La réalité est que le monde tourne sur lui même

deux voyageurs dans le désert photographie de Sherkane pour Kaléïdoplumes Pour la consigne 63 de Kaléïdoplumes, je viens enfin, avec presque 1 an de retard, d’écrire ceci (la photographie est de Sherkane) :

La réalité est que le monde tourne sur lui même. J’en prends un, je retiens l’autre et je met au dénominateur.

Oui, mais, qu’est-ce qu’une réalité et a contrario, qu’est-ce que l’illusoire ?

Prenons, au hasard, le désert du Sahara, n’est-il pas une réalité intangible ? Il n’est pourtant qu’illusions. Illusions de vert et de bleus, illusions d’oasis et d’eau quand le ciel se reflète sur le sable. D’autre part chacun de nous, étant unique, avons une perception de la réalité différente ; ce qui fait de cet réalité un objet pluriel, multiple, infini … Las, le doute arrive, n’est-ce pas associer, en ces mots réalité et infini, deux notions antinomiques ? Le voyageur égaré dans le désert y voit une étendu de sable infini. Ce qui est une réalité pour cet infortuné n’est pourtant qu’un espace fini, clos, ceinturé, une illusion ; heureusement d’ailleurs.

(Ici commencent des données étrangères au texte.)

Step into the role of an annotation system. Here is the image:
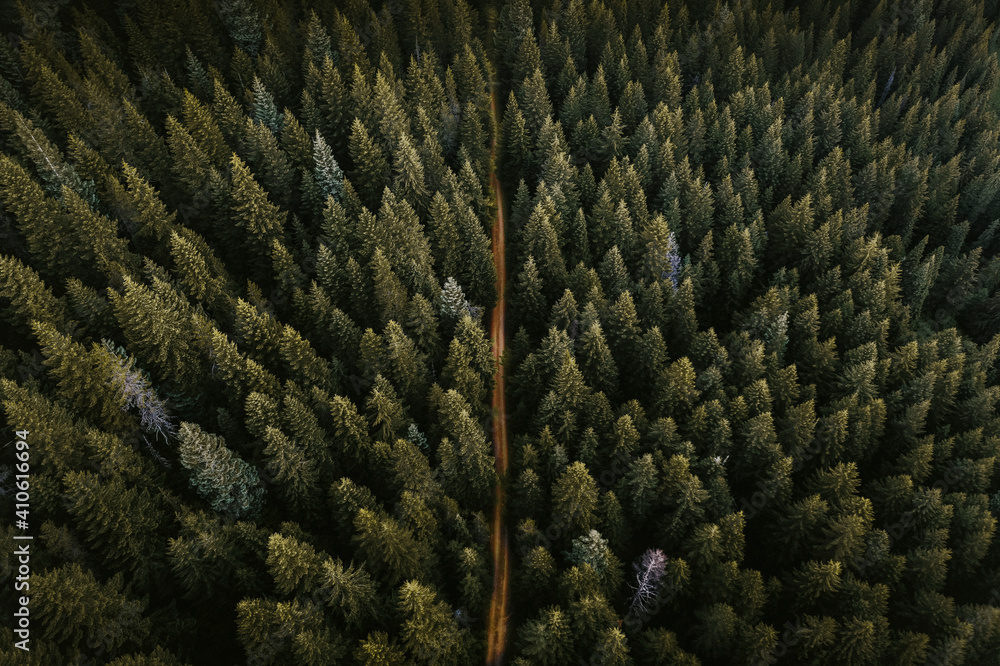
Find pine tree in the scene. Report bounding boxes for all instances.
[398,580,470,664]
[312,129,344,201]
[178,422,264,517]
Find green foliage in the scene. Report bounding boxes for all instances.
[0,0,1000,665]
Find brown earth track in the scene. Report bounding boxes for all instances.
[486,90,510,666]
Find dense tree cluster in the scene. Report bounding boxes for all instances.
[504,0,1000,666]
[0,0,1000,666]
[0,0,496,664]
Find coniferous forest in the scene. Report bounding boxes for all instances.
[0,0,1000,666]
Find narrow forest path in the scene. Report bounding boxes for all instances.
[486,88,510,666]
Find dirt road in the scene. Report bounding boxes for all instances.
[486,90,510,666]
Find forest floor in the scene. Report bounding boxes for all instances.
[486,89,510,666]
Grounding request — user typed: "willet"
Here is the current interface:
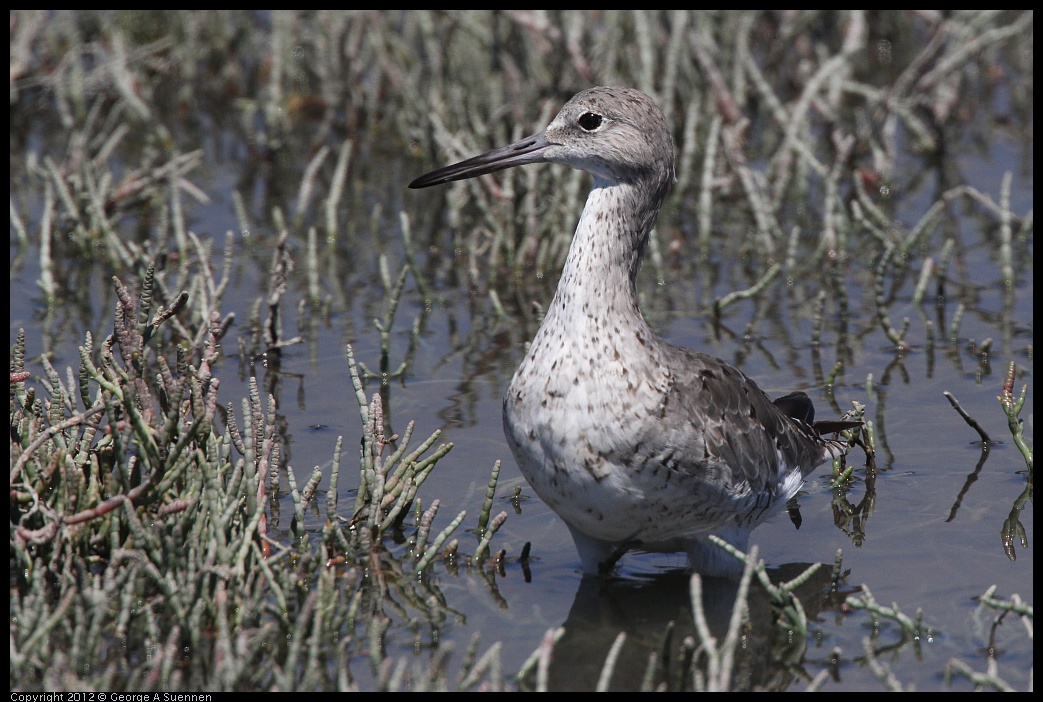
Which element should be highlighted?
[409,88,855,575]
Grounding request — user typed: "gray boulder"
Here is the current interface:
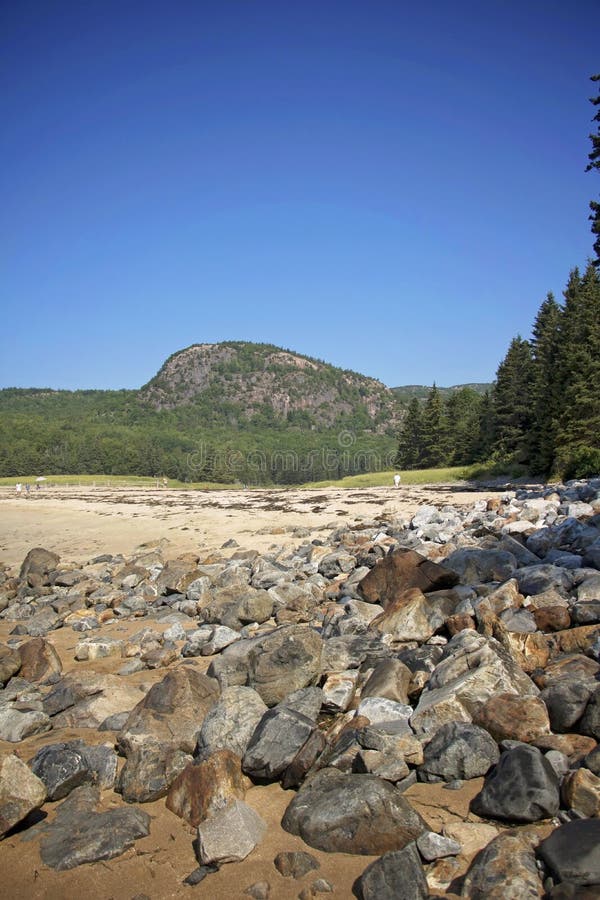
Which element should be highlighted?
[471,744,560,822]
[281,769,428,855]
[248,625,323,706]
[40,786,150,871]
[29,743,93,800]
[419,722,500,782]
[0,753,46,837]
[196,800,267,865]
[356,843,429,900]
[196,685,267,757]
[537,819,600,886]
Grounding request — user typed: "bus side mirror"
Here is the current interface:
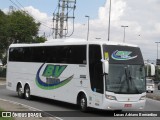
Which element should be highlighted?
[101,60,109,74]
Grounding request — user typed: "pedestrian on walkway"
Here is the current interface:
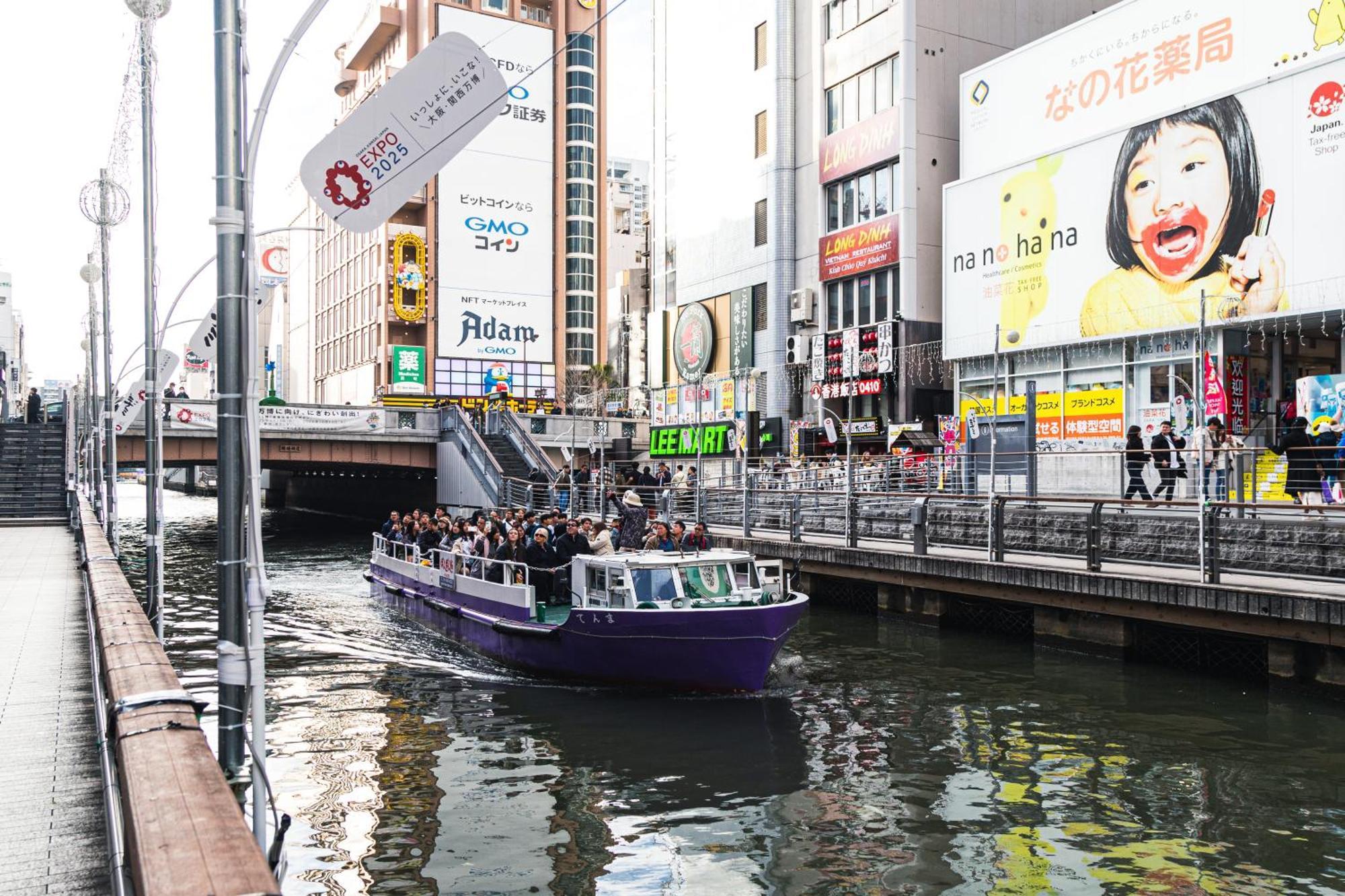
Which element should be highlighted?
[1270,417,1322,513]
[1124,426,1153,501]
[1149,419,1186,501]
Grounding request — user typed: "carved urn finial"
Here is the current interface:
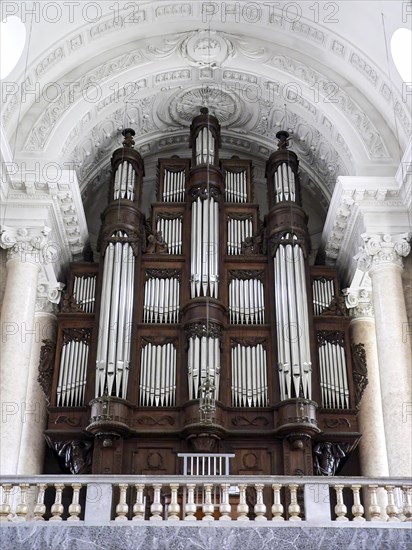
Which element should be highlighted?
[122,128,136,148]
[276,130,291,149]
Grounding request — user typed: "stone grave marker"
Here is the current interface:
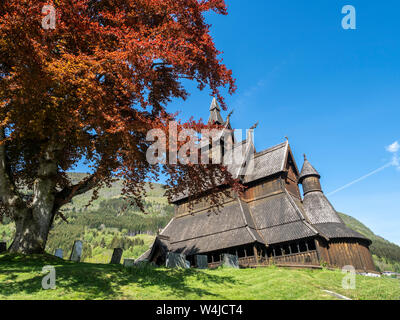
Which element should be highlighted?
[222,254,239,269]
[110,248,124,264]
[194,255,208,269]
[54,249,64,259]
[0,242,7,253]
[124,259,135,268]
[69,240,83,262]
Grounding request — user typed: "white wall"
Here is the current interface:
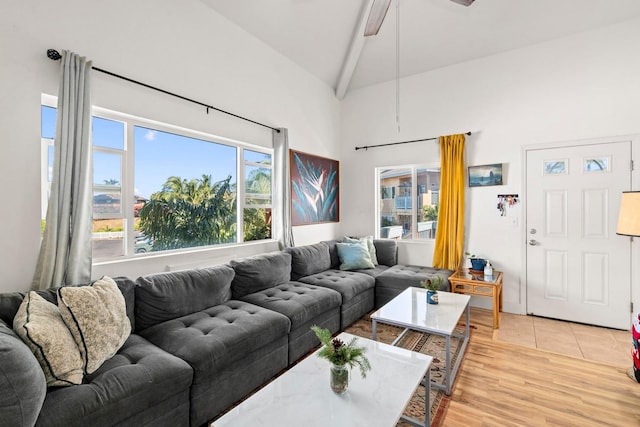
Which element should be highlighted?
[341,19,640,313]
[0,0,340,292]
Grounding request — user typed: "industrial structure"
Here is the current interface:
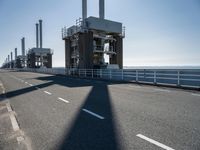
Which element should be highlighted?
[62,0,125,69]
[15,37,27,68]
[2,20,53,68]
[27,20,53,68]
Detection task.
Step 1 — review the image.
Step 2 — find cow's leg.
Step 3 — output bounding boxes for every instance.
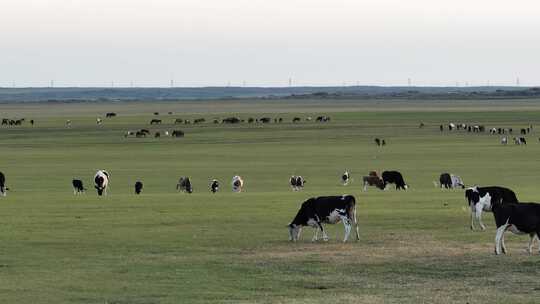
[475,204,486,230]
[317,222,328,242]
[353,206,360,241]
[495,224,508,255]
[471,206,476,231]
[527,233,536,255]
[311,227,319,242]
[341,216,352,243]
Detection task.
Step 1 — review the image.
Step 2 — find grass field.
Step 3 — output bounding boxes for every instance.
[0,100,540,303]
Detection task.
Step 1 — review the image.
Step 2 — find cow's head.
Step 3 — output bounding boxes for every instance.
[465,186,480,206]
[287,223,302,242]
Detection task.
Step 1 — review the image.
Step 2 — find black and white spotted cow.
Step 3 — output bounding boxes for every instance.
[210,179,219,193]
[135,181,143,194]
[465,186,518,230]
[341,171,351,186]
[289,175,306,191]
[492,200,540,254]
[382,171,409,190]
[176,176,193,193]
[94,170,109,196]
[0,172,9,196]
[288,195,360,242]
[71,179,86,195]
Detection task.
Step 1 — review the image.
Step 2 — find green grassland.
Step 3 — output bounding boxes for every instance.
[0,100,540,303]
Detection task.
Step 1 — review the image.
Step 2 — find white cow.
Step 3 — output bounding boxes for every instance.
[231,175,244,192]
[94,170,109,196]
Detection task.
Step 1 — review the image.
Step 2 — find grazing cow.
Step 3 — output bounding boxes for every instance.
[382,171,409,190]
[362,171,384,191]
[439,173,465,189]
[514,137,527,145]
[135,181,143,194]
[465,186,518,230]
[94,170,109,196]
[316,116,330,122]
[492,200,540,255]
[231,175,244,192]
[221,117,240,124]
[171,130,184,137]
[341,171,351,186]
[288,195,360,242]
[0,172,9,196]
[71,179,86,195]
[210,179,219,193]
[176,176,193,193]
[439,173,452,189]
[289,175,306,191]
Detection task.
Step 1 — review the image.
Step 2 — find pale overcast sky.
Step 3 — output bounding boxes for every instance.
[0,0,540,87]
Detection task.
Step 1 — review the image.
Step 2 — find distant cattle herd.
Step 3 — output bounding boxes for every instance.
[0,112,540,254]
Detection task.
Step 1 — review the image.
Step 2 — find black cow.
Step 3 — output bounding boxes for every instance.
[341,171,351,186]
[465,186,518,230]
[71,179,86,195]
[0,172,9,196]
[382,171,409,190]
[135,181,143,194]
[171,130,184,137]
[176,176,193,193]
[210,179,219,193]
[439,173,452,189]
[492,200,540,254]
[288,195,360,242]
[94,170,109,196]
[289,175,306,191]
[221,117,240,124]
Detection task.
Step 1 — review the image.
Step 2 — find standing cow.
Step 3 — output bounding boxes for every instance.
[288,195,360,242]
[176,176,193,193]
[0,172,9,196]
[341,171,351,186]
[382,171,409,190]
[465,186,518,230]
[231,175,244,192]
[210,179,219,193]
[135,181,143,195]
[71,179,86,195]
[94,170,109,196]
[289,175,306,191]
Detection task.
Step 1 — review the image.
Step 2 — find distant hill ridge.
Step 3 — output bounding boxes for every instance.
[0,86,540,103]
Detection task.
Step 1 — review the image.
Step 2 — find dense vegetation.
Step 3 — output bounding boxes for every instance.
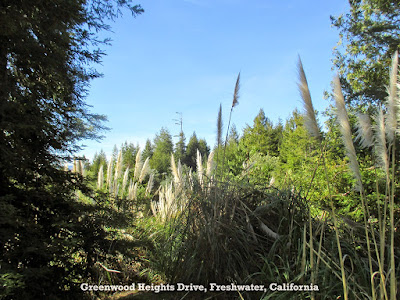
[0,0,400,300]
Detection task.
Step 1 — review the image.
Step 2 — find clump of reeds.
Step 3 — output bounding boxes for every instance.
[299,52,399,300]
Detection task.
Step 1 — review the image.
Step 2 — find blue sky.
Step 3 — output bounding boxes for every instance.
[82,0,348,159]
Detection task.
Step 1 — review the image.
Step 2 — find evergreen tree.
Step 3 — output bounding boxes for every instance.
[174,131,186,162]
[90,149,107,176]
[150,128,174,174]
[331,0,400,105]
[121,142,139,169]
[0,0,142,299]
[241,109,282,156]
[142,139,153,160]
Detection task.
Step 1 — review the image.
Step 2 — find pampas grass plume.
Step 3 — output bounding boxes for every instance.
[386,51,399,142]
[297,57,321,140]
[333,76,362,190]
[356,113,374,148]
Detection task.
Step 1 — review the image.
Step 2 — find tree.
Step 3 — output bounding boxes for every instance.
[121,142,139,169]
[90,149,107,176]
[0,0,143,299]
[331,0,400,105]
[174,131,186,162]
[142,139,153,159]
[241,109,282,156]
[150,128,174,173]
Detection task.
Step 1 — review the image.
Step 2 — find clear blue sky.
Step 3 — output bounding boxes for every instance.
[82,0,348,159]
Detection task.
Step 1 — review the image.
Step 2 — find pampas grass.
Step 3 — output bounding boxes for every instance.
[196,149,204,188]
[107,159,113,188]
[97,165,104,190]
[145,173,154,196]
[356,113,374,148]
[386,51,399,143]
[297,57,321,141]
[138,157,150,183]
[333,76,363,190]
[133,149,142,180]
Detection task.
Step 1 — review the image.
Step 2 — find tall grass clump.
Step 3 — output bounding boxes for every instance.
[299,52,400,300]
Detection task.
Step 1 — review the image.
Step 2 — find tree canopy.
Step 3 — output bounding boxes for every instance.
[331,0,400,105]
[0,0,143,299]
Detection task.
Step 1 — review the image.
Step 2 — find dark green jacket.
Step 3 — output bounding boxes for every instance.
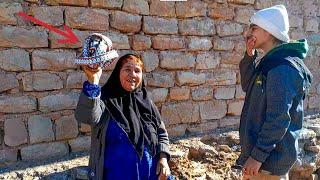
[237,40,312,175]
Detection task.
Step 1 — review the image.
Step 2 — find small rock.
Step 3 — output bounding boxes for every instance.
[299,128,316,140]
[308,124,320,137]
[218,144,232,153]
[72,166,89,179]
[304,145,320,154]
[188,141,218,159]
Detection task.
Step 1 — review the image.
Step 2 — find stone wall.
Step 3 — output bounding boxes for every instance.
[0,0,320,164]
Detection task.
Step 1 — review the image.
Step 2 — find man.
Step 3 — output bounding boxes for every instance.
[237,5,312,180]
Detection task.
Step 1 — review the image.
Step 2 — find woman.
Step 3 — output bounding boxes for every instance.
[75,54,170,179]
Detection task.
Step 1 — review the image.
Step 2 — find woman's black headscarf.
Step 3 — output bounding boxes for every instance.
[101,54,161,158]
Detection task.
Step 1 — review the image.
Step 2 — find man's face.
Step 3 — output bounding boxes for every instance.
[246,24,271,49]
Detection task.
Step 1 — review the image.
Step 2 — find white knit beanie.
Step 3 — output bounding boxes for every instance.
[250,5,290,42]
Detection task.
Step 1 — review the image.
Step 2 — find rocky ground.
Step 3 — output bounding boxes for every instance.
[0,116,320,180]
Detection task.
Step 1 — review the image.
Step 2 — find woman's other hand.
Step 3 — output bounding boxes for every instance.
[246,35,257,56]
[81,64,102,85]
[157,153,171,180]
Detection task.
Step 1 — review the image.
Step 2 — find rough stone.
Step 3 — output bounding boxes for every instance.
[147,72,174,88]
[65,7,109,31]
[0,73,19,93]
[55,115,79,140]
[142,52,159,72]
[196,52,220,69]
[167,124,187,137]
[143,16,178,34]
[214,87,236,99]
[308,96,320,109]
[234,7,255,24]
[219,116,240,127]
[176,0,207,18]
[90,0,123,9]
[0,49,31,71]
[0,149,18,167]
[305,18,319,33]
[68,136,91,152]
[0,2,22,25]
[188,37,212,51]
[160,51,195,69]
[161,102,199,125]
[32,50,77,71]
[179,18,216,36]
[21,142,69,161]
[208,3,235,20]
[0,96,37,113]
[3,119,28,146]
[213,37,234,51]
[217,23,243,37]
[45,0,88,6]
[104,32,130,49]
[131,34,151,51]
[150,0,176,17]
[49,29,90,48]
[192,87,213,101]
[31,6,64,26]
[67,72,87,89]
[28,115,54,144]
[254,0,272,9]
[110,11,142,33]
[22,72,63,91]
[228,0,255,4]
[236,84,246,99]
[228,100,244,116]
[206,69,237,86]
[79,123,91,133]
[149,88,168,103]
[39,93,79,112]
[177,71,206,86]
[169,87,190,101]
[0,26,48,48]
[122,0,149,15]
[289,15,303,28]
[187,120,219,133]
[220,51,243,65]
[152,35,185,50]
[199,100,227,120]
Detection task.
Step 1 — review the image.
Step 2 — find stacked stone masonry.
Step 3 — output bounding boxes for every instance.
[0,0,320,165]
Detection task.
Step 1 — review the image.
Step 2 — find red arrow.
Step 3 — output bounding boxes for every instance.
[18,11,78,44]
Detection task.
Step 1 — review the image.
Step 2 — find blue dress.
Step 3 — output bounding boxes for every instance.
[83,81,174,180]
[104,120,158,180]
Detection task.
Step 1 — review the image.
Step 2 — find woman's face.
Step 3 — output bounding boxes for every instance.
[120,60,142,92]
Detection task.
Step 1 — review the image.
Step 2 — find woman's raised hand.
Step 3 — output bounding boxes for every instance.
[81,64,102,85]
[157,153,171,180]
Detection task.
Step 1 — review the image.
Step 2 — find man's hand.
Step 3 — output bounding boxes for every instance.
[81,65,102,85]
[243,157,262,176]
[157,153,170,180]
[246,35,257,56]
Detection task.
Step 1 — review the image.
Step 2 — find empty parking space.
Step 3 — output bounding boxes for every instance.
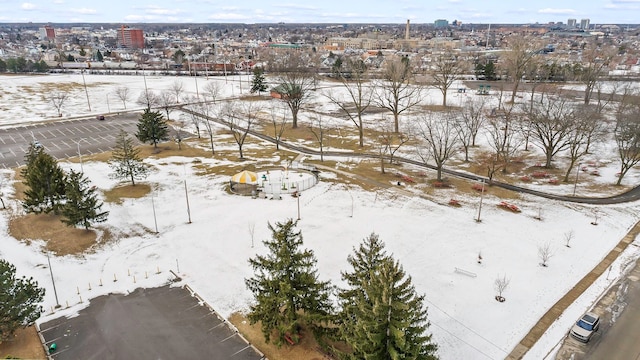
[40,286,262,360]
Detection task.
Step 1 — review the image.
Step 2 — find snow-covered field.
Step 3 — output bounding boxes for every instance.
[0,75,640,359]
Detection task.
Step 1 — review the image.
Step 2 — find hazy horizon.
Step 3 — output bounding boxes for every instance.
[0,0,640,25]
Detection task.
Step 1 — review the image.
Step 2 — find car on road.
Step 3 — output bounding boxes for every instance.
[570,312,600,342]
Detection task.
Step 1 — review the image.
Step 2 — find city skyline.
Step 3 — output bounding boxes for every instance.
[0,0,640,24]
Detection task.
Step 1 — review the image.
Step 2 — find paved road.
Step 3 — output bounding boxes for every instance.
[181,108,640,205]
[556,253,640,360]
[0,113,140,168]
[40,286,262,360]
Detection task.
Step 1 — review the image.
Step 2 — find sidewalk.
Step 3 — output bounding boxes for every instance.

Or, cela ne peut aller ainsi, le désert est comme une baignoire, pleine de sable elle ne peut pas fuir, le sable ne s’écoule pas du numérateur comme l’eau d’une fontaine. Prenons un sablier, objet banal autant que représentatif. Certes, son sable, s’écoule de haut en bas, du numérateur des temps futurs et des possible vers le dénominateur du passé et de l’accompli ; mais, il n’est pas à l’image du temps qui passe, infini et éternel. Une fois vide, il s’arrête, simple échantillon, simple intervalle ; et le temps passe … indifférent.

Fontaine, je ne boirais ton eau … Fontaine, je ne connais ni ta source, ni ton âme …

Le grain de folie s’échappe comme une tempête de sable dans un verre d’eau et tourbillonne sur le dos d’une sorcière. Une sorcière bien aimée à qui l’on pose des questions de baignoires qui fuient et se remplissent de sable quand il faudrait de la neige. Personne n’a le courage de lui proposer des histoires de trains qui se croisent et s’échappent dans les spirales du temps

J’épingle sur une carte la Vie et la Mort et me retourne sur le globe terrestre. Le chemin est court, juste quelques heures, d’une case à l’autre, parcelle microscopique sur la planisphère.